Most NC construction lenders require a minimum credit score of 680–720, which is higher than the 620 minimum common for conventional mortgages. Stronger credit scores (740+) may qualify for better interest rates and more favorable terms. Construction lending is considered higher risk by lenders, which drives the stricter qualification standards.
What is a construction-to-permanent loan?
A construction-to-permanent (CTP) loan is a single financing product that covers both the construction period and the permanent mortgage. It involves one closing, one set of closing costs, and one application process. During construction, the borrower makes interest-only payments on disbursed funds. After construction is complete and the Certificate of Occupancy is issued, the loan converts to a standard mortgage with principal-and-interest payments. CTP is the most common construction loan type for custom homes in the Triangle.
How long does it take to get a construction loan approved?
From complete application (including finalized plans, builder contract, cost breakdown, and all borrower documentation) to closing, the process typically takes 30–60 days. Pre-qualification — establishing borrowing capacity before plans are finalized — can happen in 1–2 weeks. The longest variable is usually the appraisal, which requires completed architectural plans and may take 2–4 weeks to schedule and complete.
Can I act as my own general contractor and get a construction loan?

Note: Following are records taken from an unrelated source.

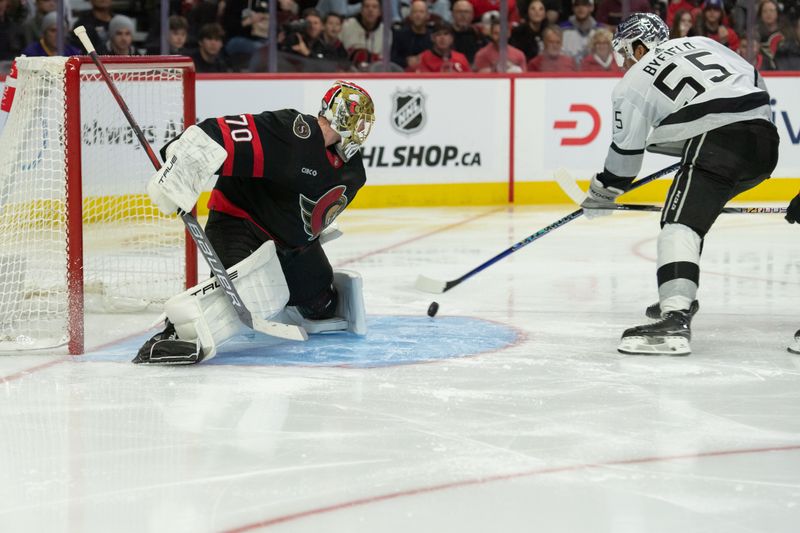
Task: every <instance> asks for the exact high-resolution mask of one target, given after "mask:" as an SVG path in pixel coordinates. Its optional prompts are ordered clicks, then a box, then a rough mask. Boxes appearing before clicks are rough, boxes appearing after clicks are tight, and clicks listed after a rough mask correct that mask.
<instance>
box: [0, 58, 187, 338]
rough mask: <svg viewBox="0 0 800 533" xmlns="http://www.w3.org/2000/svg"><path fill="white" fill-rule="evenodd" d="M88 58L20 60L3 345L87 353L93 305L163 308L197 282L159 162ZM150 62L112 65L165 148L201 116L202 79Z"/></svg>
mask: <svg viewBox="0 0 800 533" xmlns="http://www.w3.org/2000/svg"><path fill="white" fill-rule="evenodd" d="M87 59H88V58H19V59H17V62H16V66H17V72H18V74H17V80H16V93H15V95H14V100H13V105H12V107H11V111H10V113H9V116H8V119H7V121H6V125H5V127H4V129H3V132H2V136H0V329H1V331H2V333H1V334H0V352H7V351H16V350H30V349H41V348H47V347H53V346H59V345H63V344H68V345H69V347H70V348H69V349H70V352H71V353H80V352H82V351H83V315H84V313H85V312H88V311H93V312H135V311H141V310H145V309H151V308H154V307H155V306H160V305H162V304H163V303H164V301H165V300H166V299H167V298H169V297H170V296H172V295H174V294H176V293H177V292H180V290H182V288H184V287H186V286H187V285H191V284H192V283H194V281H195V279H194V277H195V274H194V273H193V269H194V268H195V266H194V265H195V263H194V261H196V260H195V259H194V257H193V256H192V257H187V251H188V253H189V255H191V251H192V250H193V247H191V246H187V245H186V235H185V231H184V229H183V225H182V223H181V222H180V220H179V219H178V218H177V217H175V216H164V215H163V214H161V213H160V212H159V211H158V209H157V208H155V207H154V206H153V205H152V204H151V203H150V201H149V199H148V197H147V196H146V194H145V184H146V182H147V180H148V178H149V177H150V175H151V174H152V172H153V168H152V164H151V163H150V161H149V159H148V158H147V155H146V154H145V153H144V151H143V149H142V148H141V147H140V146H139V144H138V140H137V139H136V136H135V134H134V132H133V130H132V128H131V127H130V126H129V125H128V123H127V122H126V121H125V118H124V116H123V114H122V112H121V111H120V109H119V107H118V106H117V103H116V102H115V101H114V98H113V96H112V95H111V93H110V91H109V90H108V88H107V87H106V85H105V82H104V81H103V79H102V78H101V77H100V75H99V74H98V72H97V71H96V70H95V68H94V67H93V65H91V63H87V62H86V60H87ZM162 59H163V58H162ZM148 60H149V61H148V62H147V63H145V62H141V61H138V62H137V61H130V62H125V61H120V60H107V61H106V65H107V68H108V70H109V72H110V73H111V75H112V77H113V79H114V81H115V83H116V85H117V86H118V88H119V90H120V92H121V94H122V96H123V98H125V100H126V102H127V104H128V106H129V107H130V109H131V112H132V113H133V115H134V116H135V117H136V119H137V121H138V122H139V124H140V126H141V127H142V130H143V131H144V134H145V136H146V137H147V139H148V141H149V142H150V143H151V144H153V145H154V146H161V145H163V144H164V143H165V142H166V141H168V140H169V139H171V138H172V137H174V136H175V135H177V134H178V133H180V132H181V131H182V130H183V129H184V127H185V125H187V124H189V123H191V122H193V116H192V115H193V106H194V100H193V92H191V91H193V81H194V77H193V71H192V70H191V64H190V63H189V64H187V62H186V61H183V62H181V61H175V59H174V58H173V63H169V62H164V63H162V62H160V61H159V58H152V57H151V58H148ZM189 78H191V79H189ZM187 92H191V94H188V95H187ZM187 96H188V97H190V102H187ZM189 104H190V105H189ZM190 108H192V109H191V111H190ZM187 269H188V270H187Z"/></svg>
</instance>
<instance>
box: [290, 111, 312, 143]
mask: <svg viewBox="0 0 800 533" xmlns="http://www.w3.org/2000/svg"><path fill="white" fill-rule="evenodd" d="M292 131H293V132H294V134H295V135H297V136H298V137H300V138H301V139H308V138H309V137H311V126H309V125H308V123H307V122H306V121H305V119H303V115H297V118H295V119H294V124H292Z"/></svg>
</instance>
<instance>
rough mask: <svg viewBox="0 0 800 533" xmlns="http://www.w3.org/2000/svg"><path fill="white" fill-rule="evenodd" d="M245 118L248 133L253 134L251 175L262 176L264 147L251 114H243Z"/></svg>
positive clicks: (250, 141)
mask: <svg viewBox="0 0 800 533" xmlns="http://www.w3.org/2000/svg"><path fill="white" fill-rule="evenodd" d="M245 117H246V118H247V127H248V128H249V129H250V133H252V134H253V140H252V141H250V142H252V143H253V177H254V178H263V177H264V148H263V147H262V146H261V138H260V137H259V136H258V128H256V121H255V120H253V115H245Z"/></svg>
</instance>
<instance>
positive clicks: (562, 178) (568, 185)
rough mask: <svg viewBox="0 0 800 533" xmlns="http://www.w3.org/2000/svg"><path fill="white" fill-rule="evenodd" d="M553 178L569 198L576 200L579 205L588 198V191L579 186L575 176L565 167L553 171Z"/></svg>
mask: <svg viewBox="0 0 800 533" xmlns="http://www.w3.org/2000/svg"><path fill="white" fill-rule="evenodd" d="M553 178H554V179H555V180H556V183H557V184H558V186H559V187H561V190H562V191H564V194H566V195H567V196H569V199H570V200H572V201H573V202H575V203H576V204H578V205H581V203H582V202H583V200H584V199H585V198H586V193H585V192H583V191H582V190H581V188H580V187H578V183H577V182H576V181H575V178H574V177H573V176H572V174H571V173H570V172H569V171H568V170H567V169H565V168H559V169H558V170H556V171H555V172H553Z"/></svg>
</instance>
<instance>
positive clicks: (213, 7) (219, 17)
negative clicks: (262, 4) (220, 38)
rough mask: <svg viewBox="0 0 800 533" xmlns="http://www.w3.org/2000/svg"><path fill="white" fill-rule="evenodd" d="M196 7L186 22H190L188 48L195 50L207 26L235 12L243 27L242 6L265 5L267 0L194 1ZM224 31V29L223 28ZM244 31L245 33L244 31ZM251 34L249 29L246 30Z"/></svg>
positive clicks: (198, 0) (240, 23)
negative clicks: (203, 29)
mask: <svg viewBox="0 0 800 533" xmlns="http://www.w3.org/2000/svg"><path fill="white" fill-rule="evenodd" d="M193 1H194V5H193V6H192V7H191V9H189V11H188V12H187V13H186V20H188V21H189V38H188V39H187V41H186V42H187V43H188V44H187V46H189V47H190V48H192V49H194V48H196V47H197V43H198V41H199V40H200V30H201V29H202V28H203V26H205V25H206V24H213V23H214V22H219V21H220V20H225V21H226V23H227V19H226V17H227V16H228V15H227V14H228V13H230V12H235V15H230V16H235V17H237V22H238V24H239V26H242V23H243V22H242V18H243V17H244V14H243V13H242V11H243V9H242V6H247V5H249V4H251V3H252V4H264V3H265V2H266V1H267V0H224V1H221V2H218V1H217V0H193ZM223 29H224V28H223ZM242 31H245V30H244V29H243V30H242ZM246 31H247V32H248V33H249V28H248V29H247V30H246Z"/></svg>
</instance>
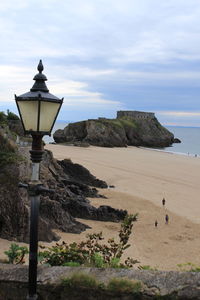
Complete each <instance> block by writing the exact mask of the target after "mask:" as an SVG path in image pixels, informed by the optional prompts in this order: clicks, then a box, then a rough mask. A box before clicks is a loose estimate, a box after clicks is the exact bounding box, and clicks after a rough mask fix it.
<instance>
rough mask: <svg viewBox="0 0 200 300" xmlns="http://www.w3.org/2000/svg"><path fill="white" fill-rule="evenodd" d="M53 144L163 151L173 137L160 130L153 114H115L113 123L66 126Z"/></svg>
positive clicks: (157, 121)
mask: <svg viewBox="0 0 200 300" xmlns="http://www.w3.org/2000/svg"><path fill="white" fill-rule="evenodd" d="M53 138H54V140H55V142H56V143H74V144H76V143H88V144H90V145H94V146H101V147H126V146H144V147H156V148H163V147H168V146H170V145H172V144H173V143H174V142H176V140H175V139H174V135H173V134H172V133H171V132H170V131H169V130H167V129H166V128H165V127H163V126H162V125H161V124H160V123H159V122H158V120H157V118H156V117H155V114H154V113H150V112H140V111H118V112H117V118H116V119H106V118H98V119H89V120H86V121H80V122H75V123H70V124H68V126H66V127H65V128H64V129H63V130H61V129H59V130H57V131H56V132H55V133H54V135H53Z"/></svg>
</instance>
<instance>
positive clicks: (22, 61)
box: [0, 0, 200, 119]
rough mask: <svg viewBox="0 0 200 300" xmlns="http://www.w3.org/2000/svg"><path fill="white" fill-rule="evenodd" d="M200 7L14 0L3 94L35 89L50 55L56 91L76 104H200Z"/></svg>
mask: <svg viewBox="0 0 200 300" xmlns="http://www.w3.org/2000/svg"><path fill="white" fill-rule="evenodd" d="M199 14H200V2H198V1H196V0H190V1H183V0H168V1H160V0H148V1H146V0H140V1H136V0H124V1H121V0H101V1H100V0H93V1H92V0H85V1H82V0H73V1H72V0H60V1H59V5H58V1H56V0H49V1H45V0H40V1H39V0H34V1H33V0H30V1H26V0H19V1H18V2H17V5H13V1H11V0H7V1H6V2H4V3H2V5H1V7H0V27H1V32H0V39H1V48H0V56H1V63H0V101H1V102H3V101H5V100H8V101H11V100H12V99H13V94H14V93H16V94H21V93H23V92H25V91H27V90H29V89H30V88H31V86H32V84H33V81H32V78H33V76H34V75H35V73H36V66H37V63H38V61H39V59H41V58H42V59H43V62H44V66H45V70H44V74H45V75H47V77H48V79H49V81H48V87H49V88H50V91H51V92H52V93H53V94H58V95H60V96H65V98H66V104H65V105H66V106H67V105H68V107H69V106H70V107H71V108H72V109H73V108H74V107H75V105H76V106H78V105H79V106H81V107H82V109H83V106H84V105H85V109H87V110H88V111H89V110H90V113H91V114H92V113H94V114H95V113H97V112H96V111H97V110H98V111H99V112H103V107H105V110H104V113H107V111H106V108H107V109H108V108H109V109H111V106H112V107H113V108H112V109H113V111H114V109H117V108H118V107H120V108H128V109H138V110H141V109H142V110H154V111H155V110H156V111H163V110H166V112H167V111H171V112H175V111H179V112H180V111H181V110H182V111H185V112H187V111H195V109H196V111H200V103H199V94H200V93H199V85H200V71H199V65H200V29H199V28H200V18H199ZM92 107H93V112H92V111H91V110H92ZM172 116H174V118H175V117H177V118H179V119H180V115H177V114H176V115H169V114H165V115H164V114H163V115H162V117H163V118H164V117H165V118H170V117H172ZM185 117H187V116H185ZM198 117H199V116H198V115H193V118H198ZM188 118H189V117H188ZM190 119H191V118H190Z"/></svg>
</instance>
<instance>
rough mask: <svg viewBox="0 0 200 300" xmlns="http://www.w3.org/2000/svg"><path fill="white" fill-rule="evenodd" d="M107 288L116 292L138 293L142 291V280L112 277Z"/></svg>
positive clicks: (124, 292) (110, 290) (108, 289)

Owner-builder loans exist but are difficult to obtain in North Carolina. Most NC lenders require a licensed general contractor (NC General Contractors license) on the project. Owner-builder applicants face higher down payment requirements (25–30%+), more rigorous documentation of construction experience, and additional lender scrutiny of the project plan and budget. For most Triangle buyers, working with a licensed builder provides both quality assurance and significantly easier access to construction financing.
Frequently Asked Questions
How much down payment do I need for a construction loan in NC?
Typically 20-25% of total project cost (land + construction). Some lenders accept less with higher rates. Land equity may count toward the down payment if the buyer already owns the lot free and clear.
Can I get a construction loan if I already own the land?
Yes. Owning the land outright strengthens your application. Land equity typically counts toward the down payment requirement, reducing the cash needed at closing.
What credit score do I need for a construction loan in North Carolina?
Most lenders require 680-720+, which is higher than conventional mortgage minimums. Stronger credit scores may qualify for better rates and more favorable terms.
What is a construction-to-permanent loan?
A single loan that funds construction and then converts to a permanent mortgage upon completion. One closing, one set of closing costs. It is the most common construction loan type for custom homes in the Triangle.
How long does it take to get a construction loan approved?
Typically 30-60 days from complete application to closing, assuming plans, specs, builder contract, and appraisal are in order. Pre-qualification can happen faster.
Can I act as my own general contractor and get a construction loan?
Owner-builder loans exist but are difficult to obtain. Most NC lenders require a licensed general contractor. Expect higher down payment requirements (25-30%+) and additional scrutiny of the buyer's construction experience.